Tom describes “Bad Holacracy” as:

when the whole effort to adopt it becomes about Holacracy. Leaders are sold on the Holacracy concept and then a project begins to ‘install’ it… In the worst cases it’s used forcefully, even when the people doing the work don’t believe it will help them. The people are considered the problem. They’re labeled ‘change resistors.’ … In Bad Holacracy, the rules are tightly held… Bad Holacracy seems to value its own processes and rules above all else, and it’s all or nothing… If adherence to Holacracy dogma is valued more highly than doing great work, living the values, and contributing to the vision, you’ve got problems.

And “Good Holacracy” as:

Good Holacracy always works in context. That means solving real issues that are getting in the way of the work and overall progress.
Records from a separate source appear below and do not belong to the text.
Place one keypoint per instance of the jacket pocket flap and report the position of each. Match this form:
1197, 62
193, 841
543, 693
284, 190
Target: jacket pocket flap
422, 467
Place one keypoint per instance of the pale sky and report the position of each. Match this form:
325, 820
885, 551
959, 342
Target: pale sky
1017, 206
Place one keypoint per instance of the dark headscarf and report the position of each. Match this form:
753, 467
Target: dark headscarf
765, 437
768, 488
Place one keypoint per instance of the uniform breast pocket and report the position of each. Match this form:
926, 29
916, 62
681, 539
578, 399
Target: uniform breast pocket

It offers process and structure, not to constrain or for its own sake, but to open up creativity and autonomy for people doing the work.
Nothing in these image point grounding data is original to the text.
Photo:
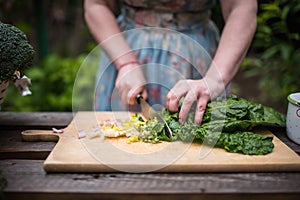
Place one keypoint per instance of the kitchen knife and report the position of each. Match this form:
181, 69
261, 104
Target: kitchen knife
149, 113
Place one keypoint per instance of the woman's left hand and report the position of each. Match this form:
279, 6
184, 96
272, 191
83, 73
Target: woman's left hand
199, 91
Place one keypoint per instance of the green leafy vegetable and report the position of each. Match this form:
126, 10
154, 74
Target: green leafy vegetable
226, 124
15, 51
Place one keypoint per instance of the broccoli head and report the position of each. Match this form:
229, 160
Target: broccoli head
15, 51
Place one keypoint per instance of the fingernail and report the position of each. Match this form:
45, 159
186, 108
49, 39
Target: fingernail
180, 121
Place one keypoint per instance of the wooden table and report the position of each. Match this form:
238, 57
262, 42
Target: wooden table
22, 166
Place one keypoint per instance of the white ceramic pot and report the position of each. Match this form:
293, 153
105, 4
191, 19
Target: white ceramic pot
293, 118
3, 87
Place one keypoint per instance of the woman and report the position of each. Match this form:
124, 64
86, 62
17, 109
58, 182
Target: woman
192, 19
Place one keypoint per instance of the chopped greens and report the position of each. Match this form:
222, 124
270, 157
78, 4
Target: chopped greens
227, 124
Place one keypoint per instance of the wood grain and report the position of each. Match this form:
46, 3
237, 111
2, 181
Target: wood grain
108, 155
28, 177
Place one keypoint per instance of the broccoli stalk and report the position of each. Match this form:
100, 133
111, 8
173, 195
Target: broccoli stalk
15, 51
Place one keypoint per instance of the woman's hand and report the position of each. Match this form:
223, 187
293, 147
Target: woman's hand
194, 91
130, 82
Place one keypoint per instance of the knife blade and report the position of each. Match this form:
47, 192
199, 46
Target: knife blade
149, 113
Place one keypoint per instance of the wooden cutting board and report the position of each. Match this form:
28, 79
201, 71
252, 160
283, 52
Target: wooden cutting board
100, 154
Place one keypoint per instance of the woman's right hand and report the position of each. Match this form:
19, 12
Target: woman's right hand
130, 82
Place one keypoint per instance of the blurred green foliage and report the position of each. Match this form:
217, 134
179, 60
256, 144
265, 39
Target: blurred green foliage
274, 54
52, 86
275, 50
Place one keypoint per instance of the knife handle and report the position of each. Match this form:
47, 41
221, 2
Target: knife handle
138, 98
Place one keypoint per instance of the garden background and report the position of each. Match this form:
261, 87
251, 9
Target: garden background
57, 31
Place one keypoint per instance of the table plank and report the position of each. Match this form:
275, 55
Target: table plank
12, 147
28, 177
280, 132
37, 120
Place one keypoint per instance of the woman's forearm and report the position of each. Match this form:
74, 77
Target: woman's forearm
240, 26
The focus isn’t on selling people on Holacracy and coaching them to use it, but on the underlying principle of self-management. Above all, Good Holacracy doesn’t start with process… The most important thing is the inner work for people collaborating together to better understand themselves and connect to each other. To become clearer in our intentions. To uncover and work through the unconscious biases and stories from our past which shape our behaviour yet do not always serve us… If you add some strategies for org process and structure to an inner journey like this, the possibilities for people to work together to realise worthwhile ideas in the world are enormous.

As a nice bonus, Tom also shares his self-management principles (the Three A’s):

  • Autonomy (for people to take the initiative and make decisions)
  • Accountability (to keep on top of how commitments are being met)
  • Alignment (to ensure everything’s contributing towards an overall vision)

At a high level, Tom touches on two core principles/failure modes in adopting new ways for people to work together (aka “organizational operating systems”). You can easily replace Holacracy with Team, Agile, Lean, TQM or your own pet system:

  1. Treating the system as dogma — viewing the practices as rules that must be followed, rather than suggestions that should be considered and adapted to the organization’s unique context.
  2. Wrong motivation — trying to adopt the practices in order to accomplish some external business outcome (faster time-to-market, higher quality, etc.) rather than in order to better reflect our current or desired shared core assumptions about people and the way they work together.

These two failure modes will lead to the “theater phenomena” (practices adopted with no/marginal benefit) at best or to a complete “organ rejection” at worst.

Adopting a new way of working together has to start with articulating a set of assumptions about people and the way they can work together. If those assumptions are significantly different than the ones that are widely accepted in the organization, the adoption effort must be accompanied by work that exposes those assumptions and helps people grow and develop to be able to adopt those core assumptions. The specific practices that reflect these beliefs need to be viewed as means to an end, and adjusted to the unique context and the progress that the organization has made on that journey.

One of my all-time favorite quotes is a Franz de Waal quote which seems highly relevant to the topic of this post:

The enemy of science is not religion. Religion comes in endless shapes and forms… The true enemy is the substitution of thought, reflection, and curiosity with dogma.